Siemens is mulling a sale of its struggling gas turbine business, as the market shows no sign of recovery.
That’s according to a Bloomberg report quoting people who asked to remain unnamed. A sale is just one of the options on the table, with the company also looking at potentially combining with a rival.
Berenberg analyst Simon Toennessen put revenue this year at $6.5bn and said a sale would be the “best outcome for shareholders.”
The deliberations come after Siemens unveiled a plan in November to cut 6,900 jobs at the power and gas division and close some factories.
The unit, which produces giant turbines in Berlin, Charlottesville, Virginia and Finspong, Sweden, has suffered from a collapse in orders as the global energy industry shifts to renewable sources like wind and solar and away from large-scale power plants that run on fossil fuels.

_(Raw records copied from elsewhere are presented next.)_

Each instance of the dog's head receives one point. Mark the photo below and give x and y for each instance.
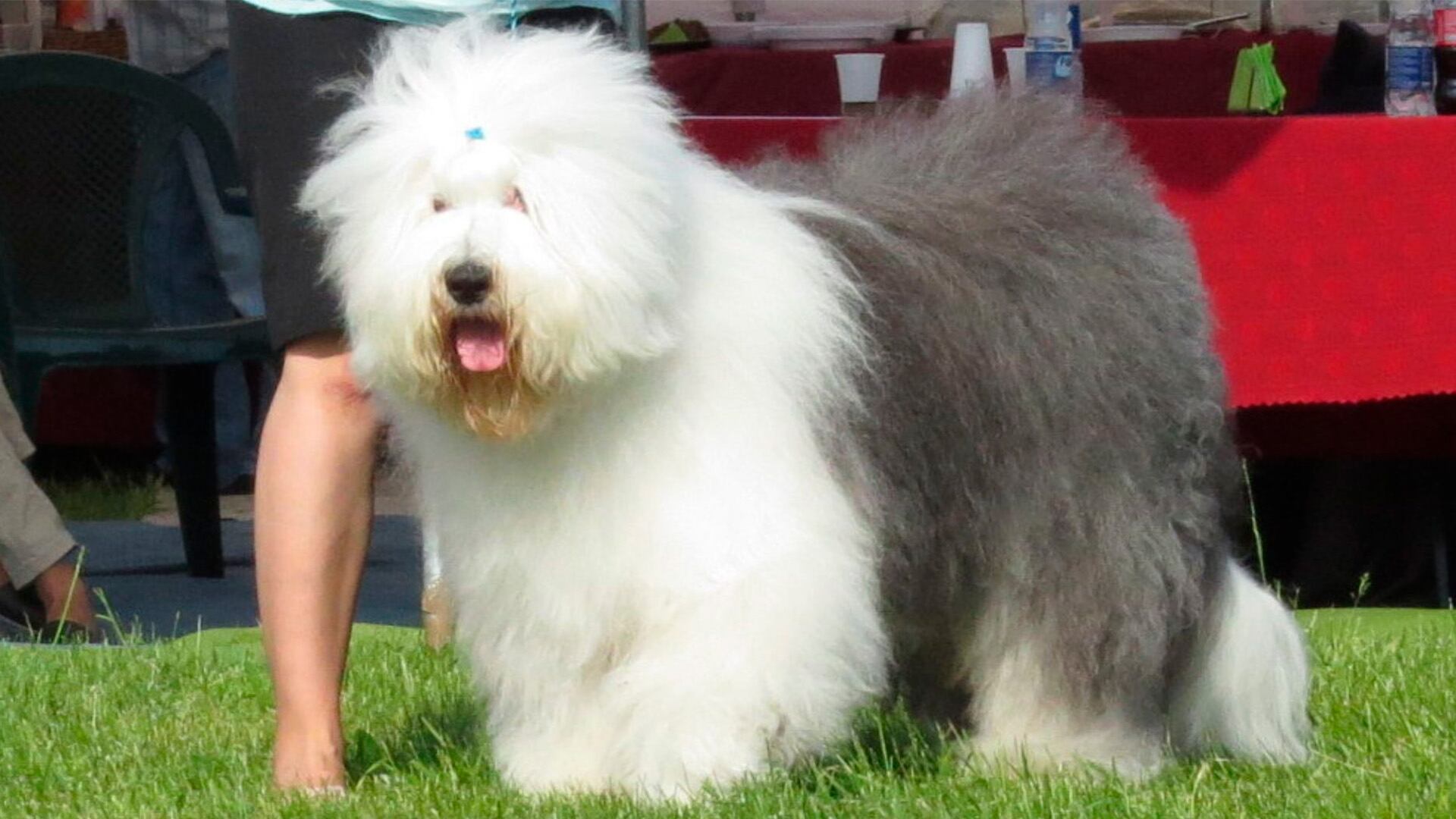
(500, 213)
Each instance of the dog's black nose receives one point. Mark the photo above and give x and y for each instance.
(468, 283)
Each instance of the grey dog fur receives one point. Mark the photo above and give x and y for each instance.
(1043, 420)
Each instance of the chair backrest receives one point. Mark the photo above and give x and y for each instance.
(82, 140)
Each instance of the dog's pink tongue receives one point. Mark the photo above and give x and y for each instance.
(479, 346)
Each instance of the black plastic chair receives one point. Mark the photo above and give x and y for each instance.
(82, 140)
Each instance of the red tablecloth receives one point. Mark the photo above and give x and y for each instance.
(1329, 246)
(1329, 243)
(1185, 77)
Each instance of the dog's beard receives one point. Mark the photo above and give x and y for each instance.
(500, 403)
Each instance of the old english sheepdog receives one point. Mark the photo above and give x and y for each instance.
(717, 460)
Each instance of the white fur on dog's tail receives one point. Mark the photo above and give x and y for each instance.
(1245, 684)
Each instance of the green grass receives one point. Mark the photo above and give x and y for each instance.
(105, 497)
(182, 729)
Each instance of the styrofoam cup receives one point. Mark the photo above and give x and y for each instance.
(971, 58)
(859, 76)
(1017, 69)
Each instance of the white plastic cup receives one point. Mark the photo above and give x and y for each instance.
(1017, 69)
(858, 77)
(971, 58)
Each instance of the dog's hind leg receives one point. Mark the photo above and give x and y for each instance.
(1033, 708)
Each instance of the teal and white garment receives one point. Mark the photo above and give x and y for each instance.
(431, 12)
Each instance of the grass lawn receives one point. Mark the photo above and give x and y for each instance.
(104, 497)
(182, 729)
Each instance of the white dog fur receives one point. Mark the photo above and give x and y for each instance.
(676, 521)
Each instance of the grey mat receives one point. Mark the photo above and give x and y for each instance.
(140, 570)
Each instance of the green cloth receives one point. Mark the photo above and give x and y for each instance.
(1257, 88)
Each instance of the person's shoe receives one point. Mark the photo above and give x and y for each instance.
(19, 610)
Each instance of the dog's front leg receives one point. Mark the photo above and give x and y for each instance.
(764, 673)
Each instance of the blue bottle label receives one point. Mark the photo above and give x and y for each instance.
(1407, 67)
(1047, 69)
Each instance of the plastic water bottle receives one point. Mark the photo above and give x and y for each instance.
(1410, 64)
(1052, 57)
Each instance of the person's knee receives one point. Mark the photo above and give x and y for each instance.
(316, 371)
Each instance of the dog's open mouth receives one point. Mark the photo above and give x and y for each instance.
(481, 344)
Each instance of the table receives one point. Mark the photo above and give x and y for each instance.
(1185, 77)
(1329, 246)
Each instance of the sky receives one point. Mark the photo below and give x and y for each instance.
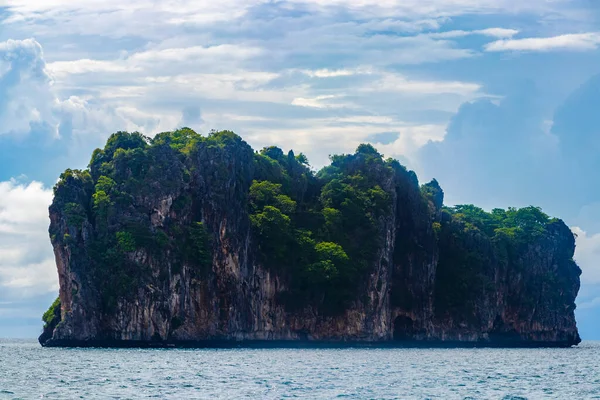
(497, 99)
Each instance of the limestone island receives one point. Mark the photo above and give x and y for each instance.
(192, 240)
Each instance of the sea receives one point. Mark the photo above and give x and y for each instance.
(28, 371)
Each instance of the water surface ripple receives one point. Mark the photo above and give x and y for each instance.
(28, 371)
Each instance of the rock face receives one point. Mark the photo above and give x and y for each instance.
(132, 272)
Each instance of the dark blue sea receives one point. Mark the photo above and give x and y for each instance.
(28, 371)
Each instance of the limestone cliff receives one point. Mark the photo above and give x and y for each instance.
(184, 239)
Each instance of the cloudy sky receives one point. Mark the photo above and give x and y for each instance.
(497, 99)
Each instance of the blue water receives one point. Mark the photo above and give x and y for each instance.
(28, 371)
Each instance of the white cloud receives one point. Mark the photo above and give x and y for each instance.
(27, 265)
(398, 83)
(25, 87)
(491, 32)
(587, 255)
(328, 73)
(575, 41)
(322, 101)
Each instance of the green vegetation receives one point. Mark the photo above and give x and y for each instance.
(472, 240)
(170, 201)
(52, 316)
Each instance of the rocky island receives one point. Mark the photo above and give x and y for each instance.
(192, 240)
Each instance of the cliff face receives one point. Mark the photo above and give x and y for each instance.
(181, 240)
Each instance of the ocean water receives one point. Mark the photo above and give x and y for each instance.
(28, 371)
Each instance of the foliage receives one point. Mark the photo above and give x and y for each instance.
(321, 232)
(126, 242)
(52, 315)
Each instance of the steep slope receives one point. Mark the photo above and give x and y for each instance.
(186, 239)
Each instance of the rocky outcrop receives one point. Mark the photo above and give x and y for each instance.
(153, 293)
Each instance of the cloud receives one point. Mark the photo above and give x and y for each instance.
(26, 261)
(491, 32)
(587, 255)
(26, 101)
(574, 42)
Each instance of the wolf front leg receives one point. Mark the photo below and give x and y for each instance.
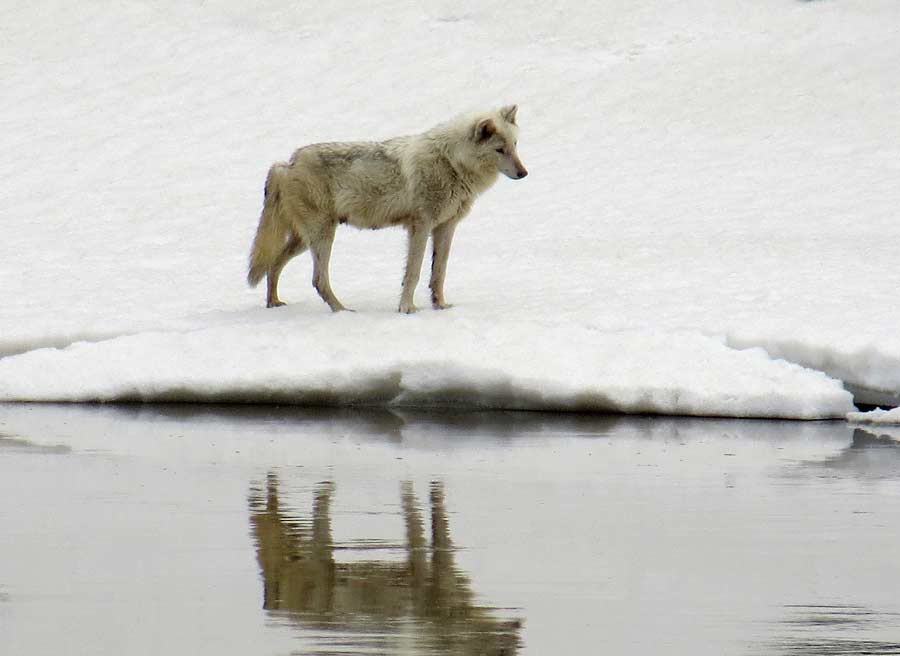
(441, 237)
(418, 240)
(321, 252)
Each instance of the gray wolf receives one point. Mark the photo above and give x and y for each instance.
(426, 183)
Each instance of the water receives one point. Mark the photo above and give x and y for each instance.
(203, 530)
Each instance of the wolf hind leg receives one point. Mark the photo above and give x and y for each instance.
(320, 247)
(292, 248)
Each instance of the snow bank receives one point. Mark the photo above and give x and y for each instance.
(696, 169)
(425, 360)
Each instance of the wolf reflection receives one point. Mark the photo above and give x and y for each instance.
(425, 594)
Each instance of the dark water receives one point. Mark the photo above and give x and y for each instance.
(184, 529)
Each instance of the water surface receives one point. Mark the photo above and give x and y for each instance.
(186, 529)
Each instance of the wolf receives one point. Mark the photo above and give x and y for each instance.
(425, 183)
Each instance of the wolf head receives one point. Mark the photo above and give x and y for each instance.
(496, 137)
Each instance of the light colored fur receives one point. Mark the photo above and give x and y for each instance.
(426, 183)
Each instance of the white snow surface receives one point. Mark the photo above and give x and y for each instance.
(707, 180)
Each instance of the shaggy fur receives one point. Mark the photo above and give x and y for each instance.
(425, 183)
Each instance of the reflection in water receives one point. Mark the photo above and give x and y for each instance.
(422, 605)
(19, 445)
(869, 456)
(819, 630)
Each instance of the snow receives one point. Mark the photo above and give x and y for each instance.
(710, 219)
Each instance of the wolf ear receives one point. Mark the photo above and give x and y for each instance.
(484, 129)
(509, 113)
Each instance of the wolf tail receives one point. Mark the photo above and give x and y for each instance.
(272, 232)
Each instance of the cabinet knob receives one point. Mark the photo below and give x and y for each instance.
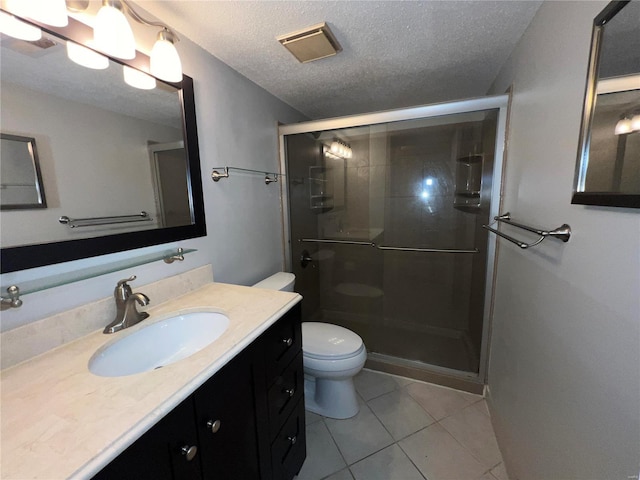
(189, 452)
(213, 425)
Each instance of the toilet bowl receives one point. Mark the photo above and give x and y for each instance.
(332, 356)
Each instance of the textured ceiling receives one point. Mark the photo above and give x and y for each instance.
(396, 53)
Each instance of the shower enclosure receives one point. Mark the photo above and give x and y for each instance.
(385, 213)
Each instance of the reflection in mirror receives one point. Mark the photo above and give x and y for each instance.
(21, 186)
(106, 149)
(608, 170)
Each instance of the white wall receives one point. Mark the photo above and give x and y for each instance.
(564, 378)
(237, 126)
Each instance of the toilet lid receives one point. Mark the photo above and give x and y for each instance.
(325, 340)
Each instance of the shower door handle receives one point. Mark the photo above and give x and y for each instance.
(305, 259)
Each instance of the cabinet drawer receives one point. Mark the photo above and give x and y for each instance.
(284, 394)
(288, 450)
(283, 341)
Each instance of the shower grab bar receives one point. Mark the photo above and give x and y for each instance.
(428, 250)
(269, 177)
(92, 221)
(563, 232)
(344, 242)
(384, 247)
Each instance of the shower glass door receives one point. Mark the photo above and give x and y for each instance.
(386, 233)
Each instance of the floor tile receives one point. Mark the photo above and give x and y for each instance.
(472, 428)
(440, 402)
(390, 463)
(311, 418)
(323, 457)
(439, 456)
(400, 414)
(342, 475)
(500, 472)
(373, 384)
(359, 436)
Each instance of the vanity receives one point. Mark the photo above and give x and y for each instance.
(235, 409)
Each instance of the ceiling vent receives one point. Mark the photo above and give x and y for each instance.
(311, 44)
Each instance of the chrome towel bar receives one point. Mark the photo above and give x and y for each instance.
(92, 221)
(385, 247)
(269, 177)
(563, 232)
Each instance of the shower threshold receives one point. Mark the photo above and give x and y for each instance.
(465, 381)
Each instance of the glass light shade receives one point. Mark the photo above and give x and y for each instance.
(623, 126)
(112, 33)
(10, 25)
(51, 12)
(86, 57)
(165, 62)
(138, 79)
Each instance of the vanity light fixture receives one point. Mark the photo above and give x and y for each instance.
(112, 33)
(51, 12)
(138, 79)
(165, 61)
(86, 57)
(10, 25)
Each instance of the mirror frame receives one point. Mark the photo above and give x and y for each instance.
(581, 197)
(38, 255)
(37, 174)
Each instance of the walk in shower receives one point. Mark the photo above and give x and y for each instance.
(385, 215)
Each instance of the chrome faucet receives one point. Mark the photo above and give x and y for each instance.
(127, 314)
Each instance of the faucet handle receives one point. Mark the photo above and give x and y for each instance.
(123, 290)
(125, 280)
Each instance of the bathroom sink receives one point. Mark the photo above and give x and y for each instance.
(158, 344)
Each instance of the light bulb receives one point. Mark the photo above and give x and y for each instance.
(112, 33)
(138, 79)
(51, 12)
(86, 57)
(623, 126)
(165, 61)
(10, 25)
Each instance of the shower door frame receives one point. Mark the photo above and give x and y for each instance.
(496, 102)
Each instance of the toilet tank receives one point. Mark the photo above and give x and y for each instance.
(279, 281)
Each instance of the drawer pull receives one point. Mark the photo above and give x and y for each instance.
(189, 452)
(213, 425)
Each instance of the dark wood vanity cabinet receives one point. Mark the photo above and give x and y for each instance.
(246, 422)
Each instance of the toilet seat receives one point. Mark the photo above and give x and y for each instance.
(325, 341)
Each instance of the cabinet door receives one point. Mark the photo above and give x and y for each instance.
(226, 422)
(159, 454)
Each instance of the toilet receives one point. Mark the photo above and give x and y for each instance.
(332, 356)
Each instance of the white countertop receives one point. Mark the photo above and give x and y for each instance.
(58, 420)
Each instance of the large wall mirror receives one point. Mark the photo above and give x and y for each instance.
(608, 168)
(119, 165)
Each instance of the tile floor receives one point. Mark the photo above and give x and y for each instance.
(405, 430)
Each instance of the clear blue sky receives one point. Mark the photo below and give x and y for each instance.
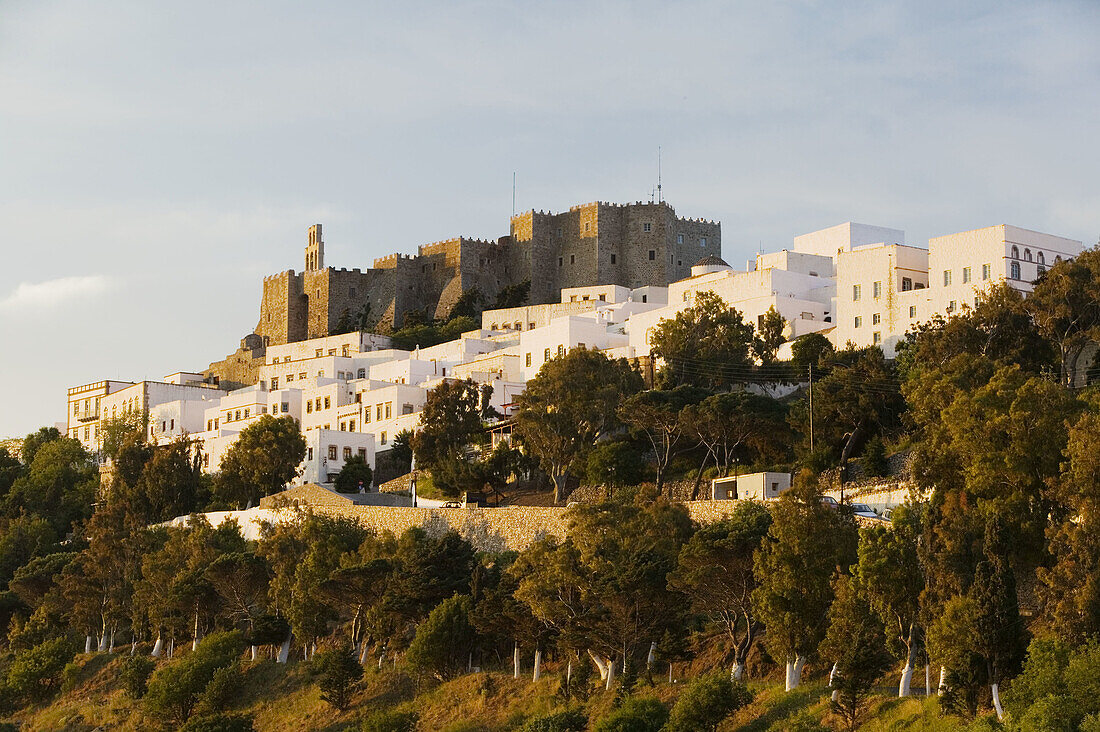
(157, 159)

Finding a buyer may not be easy as competitors face similar issues.
Siemens Chief Executive Officer Joe Kaeser has previously said in interviews that the turbine activity isn’t part of the company’s future “industrial core.” That’s a reversal for a business that once held pride of place, with Siemens regularly taking visiting dignitaries on tours of the Berlin factory.
Siemens Chief Financial Officer Ralf Thomas told investors in March that he expects the market for large gas turbines to fall to 100 units in 2018, 10 percent less than the company had previously expected, according to analyst notes about the event.
The outlook for the global turbine business has faded since 2014 when GE and Siemens sparred over the fate of Alstom.
The potential acquirers for Siemens’s large turbine business, according to Berenberg’s Toennessen, are Mitsubishi Heavy, which could raise antitrust concerns with GE, or Shanghai Electric Group Co.